With: Michael Fassbender, Carey Mulligan

Running time: 100 minutes

SEVERAL disco classics adorn Steve McQueen's drama about sex addiction. Fittingly so, because it is a disco kind of tale – nicely flashy and deliciously trashy. It is also, on close inspection, about as deep as a puddle. If Studio 54 in its heyday made films, they might have looked like this.

Since the director here is Steve McQueen, visual artist and the helmer of Hunger, there is a lot of class as well as sass. Particularly from the lead actor, Michael Fassbender. The Irishman strides through the film so confidently, and with such elan despite the often lurid material, he leaves the film covered in glory. This contrasts with the way he spends a significant part of the picture, which is covered in not very much at all.

With a script by Abi Morgan (The Iron Lady) and McQueen, Shame is the story of a sex addict, Brandon Sullivan (Fassbender).

Funny old affliction, sex addiction; you never hear of ugly, poor people suffering from it. Brandon is meant to be more of an Everyman sort of sex addict. He works in an office in New York, earning enough to keep himself in cashmere overcoats and vinyl records.
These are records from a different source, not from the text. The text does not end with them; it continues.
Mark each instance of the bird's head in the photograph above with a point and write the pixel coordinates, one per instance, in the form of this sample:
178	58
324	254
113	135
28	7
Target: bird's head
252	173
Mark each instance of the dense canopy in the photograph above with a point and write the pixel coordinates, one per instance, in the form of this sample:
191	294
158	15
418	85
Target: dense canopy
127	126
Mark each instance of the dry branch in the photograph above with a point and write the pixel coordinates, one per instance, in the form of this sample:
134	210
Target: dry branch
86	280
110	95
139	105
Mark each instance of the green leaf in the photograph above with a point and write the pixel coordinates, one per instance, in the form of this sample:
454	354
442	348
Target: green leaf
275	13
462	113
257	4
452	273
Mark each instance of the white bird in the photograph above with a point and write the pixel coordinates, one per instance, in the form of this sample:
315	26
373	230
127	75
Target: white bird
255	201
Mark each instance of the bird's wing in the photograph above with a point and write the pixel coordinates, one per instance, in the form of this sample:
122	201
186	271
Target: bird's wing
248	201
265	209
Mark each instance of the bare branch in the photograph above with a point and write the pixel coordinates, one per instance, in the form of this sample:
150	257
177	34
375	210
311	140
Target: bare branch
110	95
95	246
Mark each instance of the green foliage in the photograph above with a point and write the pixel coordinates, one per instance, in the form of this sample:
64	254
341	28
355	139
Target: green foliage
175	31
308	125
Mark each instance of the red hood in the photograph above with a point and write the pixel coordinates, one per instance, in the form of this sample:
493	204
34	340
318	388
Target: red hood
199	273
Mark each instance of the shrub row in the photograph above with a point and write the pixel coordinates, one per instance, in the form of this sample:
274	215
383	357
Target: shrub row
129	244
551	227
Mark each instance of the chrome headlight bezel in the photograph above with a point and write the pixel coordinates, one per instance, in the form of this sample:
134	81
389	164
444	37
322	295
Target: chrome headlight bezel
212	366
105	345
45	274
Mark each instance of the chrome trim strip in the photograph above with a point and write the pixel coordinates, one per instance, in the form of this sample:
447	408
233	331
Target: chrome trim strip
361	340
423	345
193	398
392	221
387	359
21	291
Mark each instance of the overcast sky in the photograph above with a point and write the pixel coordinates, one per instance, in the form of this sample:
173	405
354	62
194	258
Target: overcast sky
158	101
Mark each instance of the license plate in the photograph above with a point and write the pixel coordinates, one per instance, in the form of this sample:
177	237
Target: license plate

His flat is all chrome and shiny surfaces, and spotlessly clean, unlike his conscience. Brandon, we soon learn, is addicted to dirty, furtive sex with strangers, and lots of it. Like him, these strangers scrub up well.

Brandon is having a high old time, but secretly loathing himself for it, until the evening his sister Sissy (played by Carey Mulligan) rocks up. With a hint here and a glance there, Brandon's past begins to surface, and his addiction, hitherto manageable, begins to worsen.

This is the weakest part of the film, with McQueen and Morgan trying to suggest there are layers upon layers to Brandon and Sissy, some explanation for the way they behave, but it's not terribly coherent or convincing. The story seems like an afterthought, the last thing that was attended to after the look of the film and the lead performances were sorted out.

Both the visuals and the performances are outstanding, however. Though shooting one of the most photographed cities in the world, McQueen manages to show it in a new light. This is a New York of neon greens and concrete greys, a city where the drop dead glamorous nestles next to the grubby. The old place has rarely looked so nice and sleazy.

Mulligan does her usual small but beautifully formed turn as Sissy, taking a rather cliched character, the kooky, vulnerable, Monroe-esque blonde, and turning her into something far more nuanced. She also gets to show her singing skills, with a version of New York, New York as you've never heard it before.

Fassbender remains the film's centre of attention. McQueen directed him to one of his finest performances in Hunger, a portrait of Bobby Sands, and he does so again here. With those leading man, lupine looks of his, Fassbender could have made the character look like the jammiest dodger in the world. Instead, Brandon genuinely seems more like a man in agony rather than ecstasy.

The film is an 18 certificate, and means it. Not one to watch with mother, unless she is very broad minded, or even if she likes her dramas with a bit more substance than is to be found here. But if you're in the mood for a glitterball experience at the movies, let those little town shoes stray in Shame's direction.